治部煮とは石川県金沢市の郷土料理で一般的には葛をまとわせた鴨肉と根菜類をとろ火で「じぶじぶ・・」と煮て作るところから治部煮と名付けられたと聞いたことがありますが、そば粉の治部煮いいですね!葛と違ってそば粉のとろみがさっぱりしているので、しつこさがなく湯葉との相性もすごくいい。

蕎麦酒房 一献庵(豊田市)にて、そば懐石と福井の地酒を楽しむ会が開催されました。
味の濃い治部煮には、越前岬の九頭竜純米が出されました。
田辺酒造がある永平寺町産の「九頭竜」という酒米を使った槽搾り純米酒で、全体的に重め旨口のお酒が多い越前岬の中で割と軽い口当たりながらキレがあり余韻は越前岬そのもの。伊藤さんも田辺さんもお料理に合わせたお酒の選択はさすがです。

蕎麦酒房 一献庵(豊田市)にて、そば懐石と福井の地酒を楽しむ会が開催されました。
7品目はちょっと変わり種のそば粉のガレットへしこのせ。
小麦粉をブレンドしたそば粉の生地にチーズと福井の発酵食へしこをトッピング。

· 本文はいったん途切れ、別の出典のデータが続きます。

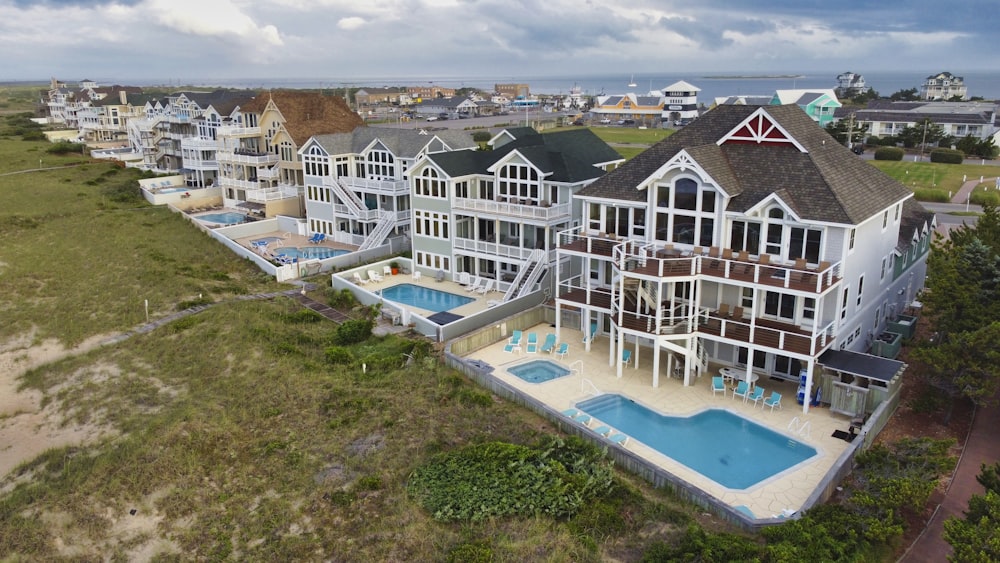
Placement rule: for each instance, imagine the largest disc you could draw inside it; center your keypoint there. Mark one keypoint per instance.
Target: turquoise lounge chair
(562, 350)
(532, 343)
(718, 385)
(515, 338)
(742, 390)
(550, 343)
(773, 401)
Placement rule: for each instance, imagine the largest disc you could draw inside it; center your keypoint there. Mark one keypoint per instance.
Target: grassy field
(236, 433)
(936, 176)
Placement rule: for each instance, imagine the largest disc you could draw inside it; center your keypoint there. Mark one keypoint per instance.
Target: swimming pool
(539, 371)
(424, 297)
(227, 218)
(727, 448)
(310, 252)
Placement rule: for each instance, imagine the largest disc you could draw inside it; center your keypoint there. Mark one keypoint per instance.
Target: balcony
(199, 143)
(236, 131)
(492, 248)
(383, 187)
(248, 158)
(520, 209)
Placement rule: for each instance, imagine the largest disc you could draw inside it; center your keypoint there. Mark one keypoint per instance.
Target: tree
(839, 130)
(908, 95)
(977, 536)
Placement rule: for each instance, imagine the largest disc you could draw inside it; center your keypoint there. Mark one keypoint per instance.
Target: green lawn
(930, 175)
(241, 432)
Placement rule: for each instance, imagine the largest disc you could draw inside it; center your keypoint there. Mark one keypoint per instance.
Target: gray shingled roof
(827, 183)
(404, 143)
(567, 156)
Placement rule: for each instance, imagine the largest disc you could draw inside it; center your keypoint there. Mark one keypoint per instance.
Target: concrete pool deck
(786, 491)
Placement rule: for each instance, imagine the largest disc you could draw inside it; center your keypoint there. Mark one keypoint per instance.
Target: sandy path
(27, 429)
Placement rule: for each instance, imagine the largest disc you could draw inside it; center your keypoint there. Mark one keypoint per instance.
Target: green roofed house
(495, 214)
(749, 239)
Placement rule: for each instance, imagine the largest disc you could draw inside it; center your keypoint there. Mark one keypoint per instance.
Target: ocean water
(712, 85)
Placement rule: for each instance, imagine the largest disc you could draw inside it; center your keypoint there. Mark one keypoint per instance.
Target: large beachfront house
(259, 166)
(495, 214)
(748, 239)
(356, 189)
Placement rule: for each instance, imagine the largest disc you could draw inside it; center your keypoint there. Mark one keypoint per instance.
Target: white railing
(381, 231)
(259, 159)
(389, 187)
(199, 143)
(558, 211)
(493, 248)
(236, 131)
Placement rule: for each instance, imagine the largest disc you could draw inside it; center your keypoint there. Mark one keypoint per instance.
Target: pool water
(727, 448)
(227, 218)
(424, 297)
(310, 252)
(539, 371)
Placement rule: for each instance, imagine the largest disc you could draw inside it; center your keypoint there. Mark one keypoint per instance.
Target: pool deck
(786, 491)
(480, 303)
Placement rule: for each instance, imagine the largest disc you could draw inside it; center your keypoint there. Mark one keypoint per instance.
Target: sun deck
(595, 373)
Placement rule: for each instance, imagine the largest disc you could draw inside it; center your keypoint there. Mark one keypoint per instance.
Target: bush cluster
(947, 156)
(497, 479)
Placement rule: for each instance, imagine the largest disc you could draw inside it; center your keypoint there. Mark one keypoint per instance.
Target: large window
(685, 213)
(428, 184)
(518, 182)
(381, 165)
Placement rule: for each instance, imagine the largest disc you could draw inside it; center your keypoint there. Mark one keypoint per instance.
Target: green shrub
(889, 153)
(982, 198)
(947, 156)
(353, 331)
(338, 355)
(65, 147)
(497, 479)
(931, 194)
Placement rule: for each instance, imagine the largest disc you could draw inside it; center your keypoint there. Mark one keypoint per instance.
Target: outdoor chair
(718, 385)
(532, 343)
(773, 401)
(742, 390)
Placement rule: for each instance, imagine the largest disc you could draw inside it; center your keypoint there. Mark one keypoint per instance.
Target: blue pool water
(227, 218)
(309, 252)
(424, 297)
(539, 371)
(725, 447)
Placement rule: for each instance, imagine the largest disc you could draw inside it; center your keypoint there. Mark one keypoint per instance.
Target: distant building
(850, 84)
(818, 104)
(513, 90)
(943, 86)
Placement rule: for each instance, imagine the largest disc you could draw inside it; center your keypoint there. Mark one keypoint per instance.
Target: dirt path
(982, 446)
(27, 428)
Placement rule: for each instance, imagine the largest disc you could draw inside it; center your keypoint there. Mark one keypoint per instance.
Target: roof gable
(759, 128)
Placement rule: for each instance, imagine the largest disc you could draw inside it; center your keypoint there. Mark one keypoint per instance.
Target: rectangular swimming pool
(424, 297)
(733, 451)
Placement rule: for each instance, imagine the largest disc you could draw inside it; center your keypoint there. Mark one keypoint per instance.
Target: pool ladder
(799, 427)
(587, 385)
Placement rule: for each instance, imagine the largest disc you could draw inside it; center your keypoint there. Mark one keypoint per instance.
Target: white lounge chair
(474, 286)
(485, 288)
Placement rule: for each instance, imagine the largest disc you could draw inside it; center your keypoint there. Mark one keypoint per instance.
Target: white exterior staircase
(528, 275)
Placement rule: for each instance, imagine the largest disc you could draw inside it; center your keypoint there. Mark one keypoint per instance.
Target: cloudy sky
(340, 40)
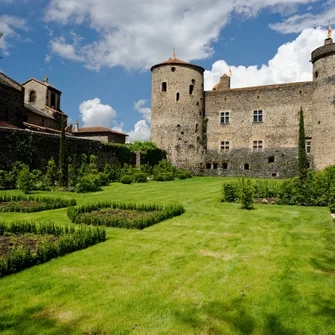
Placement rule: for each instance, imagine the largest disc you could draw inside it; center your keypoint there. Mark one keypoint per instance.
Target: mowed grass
(216, 269)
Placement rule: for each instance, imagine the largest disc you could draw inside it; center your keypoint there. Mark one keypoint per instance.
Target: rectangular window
(258, 116)
(224, 117)
(257, 146)
(224, 146)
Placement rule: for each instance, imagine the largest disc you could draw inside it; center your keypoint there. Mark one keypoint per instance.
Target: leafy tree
(63, 166)
(25, 181)
(302, 155)
(51, 175)
(246, 193)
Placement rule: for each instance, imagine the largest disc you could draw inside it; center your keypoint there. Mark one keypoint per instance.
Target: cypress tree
(63, 167)
(302, 155)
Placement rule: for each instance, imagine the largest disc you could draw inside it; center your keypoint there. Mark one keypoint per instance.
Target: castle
(251, 131)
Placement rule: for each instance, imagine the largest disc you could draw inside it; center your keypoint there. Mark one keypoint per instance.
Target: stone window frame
(32, 92)
(257, 116)
(224, 117)
(224, 146)
(257, 145)
(308, 144)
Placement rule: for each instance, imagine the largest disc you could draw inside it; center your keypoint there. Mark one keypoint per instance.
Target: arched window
(32, 97)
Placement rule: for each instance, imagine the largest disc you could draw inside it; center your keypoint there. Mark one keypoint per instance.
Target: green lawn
(216, 269)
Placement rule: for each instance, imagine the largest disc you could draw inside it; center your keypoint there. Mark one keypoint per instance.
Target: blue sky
(99, 52)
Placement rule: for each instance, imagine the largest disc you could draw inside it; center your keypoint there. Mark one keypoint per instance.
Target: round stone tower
(323, 125)
(177, 115)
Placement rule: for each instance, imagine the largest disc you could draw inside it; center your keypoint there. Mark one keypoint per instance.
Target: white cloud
(290, 64)
(68, 51)
(297, 23)
(94, 113)
(9, 26)
(146, 34)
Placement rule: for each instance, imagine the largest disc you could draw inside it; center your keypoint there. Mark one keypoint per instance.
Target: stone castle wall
(36, 148)
(278, 131)
(177, 124)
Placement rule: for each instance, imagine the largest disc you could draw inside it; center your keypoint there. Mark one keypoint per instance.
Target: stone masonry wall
(278, 131)
(177, 124)
(11, 105)
(35, 148)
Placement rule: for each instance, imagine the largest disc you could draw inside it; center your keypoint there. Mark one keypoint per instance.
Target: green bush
(20, 203)
(7, 180)
(126, 179)
(25, 181)
(140, 177)
(246, 195)
(158, 213)
(230, 192)
(88, 183)
(69, 239)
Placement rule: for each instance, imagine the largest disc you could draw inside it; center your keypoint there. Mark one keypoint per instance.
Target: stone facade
(99, 134)
(251, 131)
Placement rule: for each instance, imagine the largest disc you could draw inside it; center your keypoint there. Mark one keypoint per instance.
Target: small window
(257, 146)
(53, 100)
(258, 116)
(224, 147)
(224, 117)
(32, 97)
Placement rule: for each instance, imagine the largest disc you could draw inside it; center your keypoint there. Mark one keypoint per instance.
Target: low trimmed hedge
(80, 214)
(70, 239)
(44, 203)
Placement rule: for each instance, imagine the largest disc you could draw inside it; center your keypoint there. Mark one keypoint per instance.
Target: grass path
(216, 269)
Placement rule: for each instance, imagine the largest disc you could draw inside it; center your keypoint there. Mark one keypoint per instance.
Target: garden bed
(24, 244)
(123, 215)
(28, 204)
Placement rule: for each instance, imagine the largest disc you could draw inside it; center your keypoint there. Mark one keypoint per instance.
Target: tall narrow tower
(323, 126)
(177, 116)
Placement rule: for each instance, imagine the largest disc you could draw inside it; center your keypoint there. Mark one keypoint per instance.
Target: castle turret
(323, 126)
(177, 117)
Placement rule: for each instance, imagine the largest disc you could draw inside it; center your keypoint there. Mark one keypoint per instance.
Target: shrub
(246, 193)
(25, 181)
(28, 204)
(88, 183)
(157, 213)
(126, 179)
(230, 192)
(69, 240)
(7, 180)
(160, 177)
(140, 177)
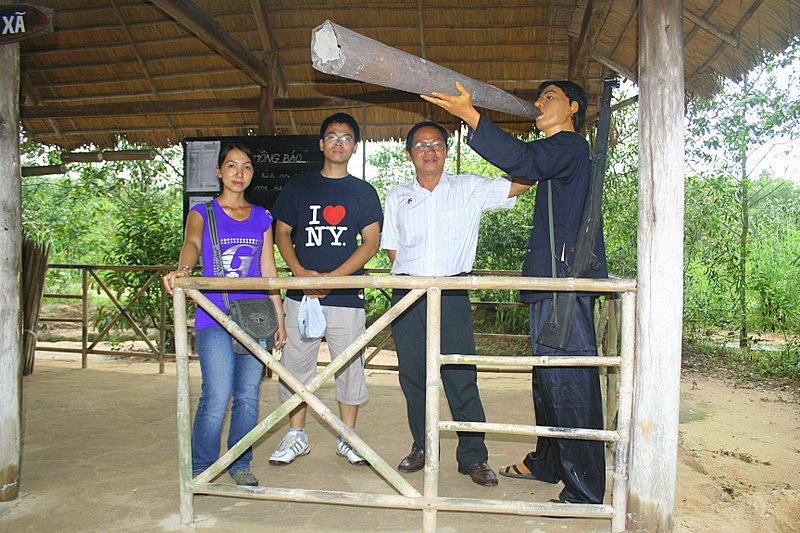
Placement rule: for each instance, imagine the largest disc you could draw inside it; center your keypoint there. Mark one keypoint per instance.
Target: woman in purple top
(247, 251)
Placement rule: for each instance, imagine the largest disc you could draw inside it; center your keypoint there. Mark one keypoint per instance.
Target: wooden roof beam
(619, 68)
(269, 43)
(593, 19)
(139, 59)
(202, 105)
(711, 28)
(750, 13)
(208, 30)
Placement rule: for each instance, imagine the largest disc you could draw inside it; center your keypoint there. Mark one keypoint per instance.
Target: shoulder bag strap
(214, 238)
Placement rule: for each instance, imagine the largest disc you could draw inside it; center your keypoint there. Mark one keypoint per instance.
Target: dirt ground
(100, 454)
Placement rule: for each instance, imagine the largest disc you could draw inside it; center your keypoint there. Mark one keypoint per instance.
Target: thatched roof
(163, 70)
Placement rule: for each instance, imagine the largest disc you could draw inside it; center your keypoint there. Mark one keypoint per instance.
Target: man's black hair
(426, 124)
(341, 118)
(575, 93)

同じ発酵食品だからでしょうか、チーズとへしこがすごく相性が良くてカリカリの生地が上手くまとめてくれています。

蕎麦酒房 一献庵(豊田市)にて、そば懐石と福井の地酒を楽しむ会が開催されました。

最後は「越の雫」という酒米を使った、越の鷹 SILVER HAWK(シルバーホーク)純米大吟醸。たくさんの種類のお酒と料理を楽しんできた後でも感じる、とても華やかでうっとりするような香りはさすが純米大吟醸。飲んだ後の後味は潔いのに余韻は長く、また次の一口が欲しくなる。落ち着いたかと思えたおかわりコールが再び始まったのは言うまでもありません(笑) こういうお酒が福井にはたくさんあるからたまらないんですよね。

〆は、太打ち越前辛み大根蕎麦。

蕎麦酒房 一献庵(豊田市)にて、そば懐石と福井の地酒を楽しむ会が開催されました。
福井で一般的に食べられている食べ方そのままで、これがお酒を飲んだ後の〆に最高なんです。薄っすら透明感のある粗挽き蕎麦はモチモチでシコシコ。お腹いっぱいでもおろし蕎麦だけはスルっと入ってしまうから不思議です。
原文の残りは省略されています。